In his opening address Jacob reminded delegates of the Strategy on Radioactive Substances adopted at the OSPAR Meeting in Portugal last July.
The Strategy commits OSPAR Member Countries to achieving reductions of radioactive discharges into the marine environment to zero limits by the year 2020.
On the question of Sellafield the Minister pointed out that successive Irish Governments had campaigned vigorously for an end to radioactive discharges from Sellafield into the Irish Sea.
“On behalf of the Irish Government and of the Irish people I shall continue this campaign” said Mr. Jacob. “In this context, it is heartening to note the general shift in opinion on nuclear power. The tide of public opinion in Europe has moved against nuclear power and Governments are becoming more sensitive to the voice of the people” he added.

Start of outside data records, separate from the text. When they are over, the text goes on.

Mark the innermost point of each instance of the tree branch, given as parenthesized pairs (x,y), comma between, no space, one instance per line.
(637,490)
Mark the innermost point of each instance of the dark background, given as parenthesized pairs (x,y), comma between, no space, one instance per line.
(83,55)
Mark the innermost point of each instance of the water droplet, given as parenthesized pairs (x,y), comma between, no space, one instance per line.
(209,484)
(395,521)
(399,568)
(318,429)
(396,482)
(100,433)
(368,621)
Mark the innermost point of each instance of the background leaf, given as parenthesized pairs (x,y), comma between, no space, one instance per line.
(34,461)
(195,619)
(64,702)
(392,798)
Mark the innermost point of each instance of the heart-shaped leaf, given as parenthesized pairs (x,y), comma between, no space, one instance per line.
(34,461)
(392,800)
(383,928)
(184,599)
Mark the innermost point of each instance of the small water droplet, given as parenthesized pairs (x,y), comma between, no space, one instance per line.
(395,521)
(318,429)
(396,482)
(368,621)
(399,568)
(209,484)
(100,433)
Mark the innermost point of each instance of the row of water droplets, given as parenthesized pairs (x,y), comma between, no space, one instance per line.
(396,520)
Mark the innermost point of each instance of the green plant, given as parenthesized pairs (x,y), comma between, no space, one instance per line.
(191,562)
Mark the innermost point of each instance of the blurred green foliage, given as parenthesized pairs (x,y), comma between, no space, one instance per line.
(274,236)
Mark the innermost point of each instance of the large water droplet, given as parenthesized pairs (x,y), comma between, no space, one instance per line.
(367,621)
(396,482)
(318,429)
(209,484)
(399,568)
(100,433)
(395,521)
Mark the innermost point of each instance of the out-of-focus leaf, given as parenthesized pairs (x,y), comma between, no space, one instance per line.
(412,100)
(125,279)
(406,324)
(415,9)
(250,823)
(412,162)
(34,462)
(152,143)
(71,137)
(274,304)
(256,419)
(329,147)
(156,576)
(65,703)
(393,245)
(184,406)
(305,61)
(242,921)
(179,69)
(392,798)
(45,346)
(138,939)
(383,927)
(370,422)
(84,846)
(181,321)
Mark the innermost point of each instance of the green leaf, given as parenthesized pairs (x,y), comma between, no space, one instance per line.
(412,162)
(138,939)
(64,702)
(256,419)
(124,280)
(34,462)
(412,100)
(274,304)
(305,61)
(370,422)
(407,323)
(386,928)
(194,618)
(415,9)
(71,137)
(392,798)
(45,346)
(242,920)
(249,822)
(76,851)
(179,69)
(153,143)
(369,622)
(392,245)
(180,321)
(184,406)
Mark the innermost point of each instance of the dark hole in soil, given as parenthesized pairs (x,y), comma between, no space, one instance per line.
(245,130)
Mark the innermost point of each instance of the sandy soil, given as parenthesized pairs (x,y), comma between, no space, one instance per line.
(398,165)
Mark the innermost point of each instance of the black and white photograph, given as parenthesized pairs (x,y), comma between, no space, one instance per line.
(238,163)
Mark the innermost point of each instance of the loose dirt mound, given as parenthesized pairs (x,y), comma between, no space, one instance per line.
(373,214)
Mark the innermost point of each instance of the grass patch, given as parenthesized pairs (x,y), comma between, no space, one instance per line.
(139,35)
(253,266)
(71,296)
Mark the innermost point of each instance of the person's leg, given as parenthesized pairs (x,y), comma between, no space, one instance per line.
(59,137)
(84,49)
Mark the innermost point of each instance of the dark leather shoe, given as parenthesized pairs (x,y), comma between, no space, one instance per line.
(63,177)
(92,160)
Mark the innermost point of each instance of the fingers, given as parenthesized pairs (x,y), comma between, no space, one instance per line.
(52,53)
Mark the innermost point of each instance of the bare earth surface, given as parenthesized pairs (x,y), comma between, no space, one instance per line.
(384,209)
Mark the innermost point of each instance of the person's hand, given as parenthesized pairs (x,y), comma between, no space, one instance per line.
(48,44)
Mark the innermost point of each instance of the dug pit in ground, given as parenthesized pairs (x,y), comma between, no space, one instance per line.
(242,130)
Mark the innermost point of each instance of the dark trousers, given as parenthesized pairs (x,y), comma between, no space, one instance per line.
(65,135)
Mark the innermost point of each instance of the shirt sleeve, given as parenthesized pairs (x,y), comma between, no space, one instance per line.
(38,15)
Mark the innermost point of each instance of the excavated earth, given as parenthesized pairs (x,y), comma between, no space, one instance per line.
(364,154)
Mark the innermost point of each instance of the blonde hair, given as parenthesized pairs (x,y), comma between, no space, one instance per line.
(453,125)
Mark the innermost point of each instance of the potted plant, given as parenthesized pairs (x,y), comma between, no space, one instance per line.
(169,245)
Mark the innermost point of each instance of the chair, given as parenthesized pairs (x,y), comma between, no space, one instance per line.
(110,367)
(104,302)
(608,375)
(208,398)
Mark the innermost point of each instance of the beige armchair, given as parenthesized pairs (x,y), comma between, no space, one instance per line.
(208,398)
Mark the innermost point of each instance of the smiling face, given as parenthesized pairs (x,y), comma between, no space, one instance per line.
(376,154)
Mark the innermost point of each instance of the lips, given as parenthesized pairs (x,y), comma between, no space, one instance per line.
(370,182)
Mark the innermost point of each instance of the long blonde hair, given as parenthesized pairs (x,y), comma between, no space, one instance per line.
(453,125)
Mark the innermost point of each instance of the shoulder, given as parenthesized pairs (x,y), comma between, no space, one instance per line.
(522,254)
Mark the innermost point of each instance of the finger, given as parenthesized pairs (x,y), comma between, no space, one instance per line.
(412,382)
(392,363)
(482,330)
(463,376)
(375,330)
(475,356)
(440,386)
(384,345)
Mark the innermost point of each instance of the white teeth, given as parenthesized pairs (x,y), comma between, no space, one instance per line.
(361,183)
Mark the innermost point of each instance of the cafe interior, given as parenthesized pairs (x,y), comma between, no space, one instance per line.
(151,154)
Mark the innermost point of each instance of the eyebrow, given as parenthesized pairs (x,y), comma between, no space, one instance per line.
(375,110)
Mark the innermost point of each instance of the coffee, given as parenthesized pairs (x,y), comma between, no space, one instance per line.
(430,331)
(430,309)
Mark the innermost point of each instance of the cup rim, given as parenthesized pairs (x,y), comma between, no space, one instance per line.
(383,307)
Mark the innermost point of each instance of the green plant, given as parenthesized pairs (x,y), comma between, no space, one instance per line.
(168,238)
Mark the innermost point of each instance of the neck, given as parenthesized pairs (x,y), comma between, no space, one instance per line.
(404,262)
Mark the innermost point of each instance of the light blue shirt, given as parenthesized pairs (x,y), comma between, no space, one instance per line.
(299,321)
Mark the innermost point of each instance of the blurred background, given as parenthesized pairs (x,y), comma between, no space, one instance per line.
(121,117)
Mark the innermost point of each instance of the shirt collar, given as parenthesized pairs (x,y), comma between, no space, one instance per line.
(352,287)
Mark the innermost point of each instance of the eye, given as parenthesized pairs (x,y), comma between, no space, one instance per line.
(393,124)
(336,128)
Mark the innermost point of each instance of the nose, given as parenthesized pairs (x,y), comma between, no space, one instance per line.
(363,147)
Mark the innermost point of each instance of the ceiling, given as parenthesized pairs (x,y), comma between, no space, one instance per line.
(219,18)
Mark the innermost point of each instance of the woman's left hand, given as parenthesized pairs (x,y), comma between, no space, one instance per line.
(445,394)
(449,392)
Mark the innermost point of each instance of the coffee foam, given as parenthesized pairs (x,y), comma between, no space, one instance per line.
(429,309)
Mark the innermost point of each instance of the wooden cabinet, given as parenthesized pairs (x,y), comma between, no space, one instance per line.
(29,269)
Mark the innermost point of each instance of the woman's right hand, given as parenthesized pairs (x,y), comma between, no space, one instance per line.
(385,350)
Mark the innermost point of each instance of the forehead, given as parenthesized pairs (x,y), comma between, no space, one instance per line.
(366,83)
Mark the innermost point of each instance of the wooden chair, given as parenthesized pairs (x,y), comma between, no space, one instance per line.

UK Ministers are at present considering proposals from the UK Environment Agency in regard to a variation in the liquid and gaseous radioactive discharge limits in respect of Sellafield and also in relation to the commissioning of the Sellafield MOX plant.
“I wish to remind delegates that UK Ministers gave a commitment at the OSPAR Meeting last July to take account of the concerns of Ireland and of other countries in their forthcoming decisions on discharge authorisations for the Sellafield plant. It is my firm view that the UK Ministers’ commitments represented a recognition of the need to achieve dramatic reductions in technetium-99 discharges in the immediate future. Therefore, I do not regard the current proposals from the UK’s Environment Agency as a reflection of this commitment” stated Minister Jacob.
In conclusion, he urged the UK Government to ensure its final decision “reflects the spirit of their commitments given at OSPAR as opposed to the thinking of the UK’s Environment Agency.”
Last week, Jacob welcomed the German Government’s decision to stop sending spend fuel for reprocessing at Sellafield (see related article) as “clearly good news for Ireland”.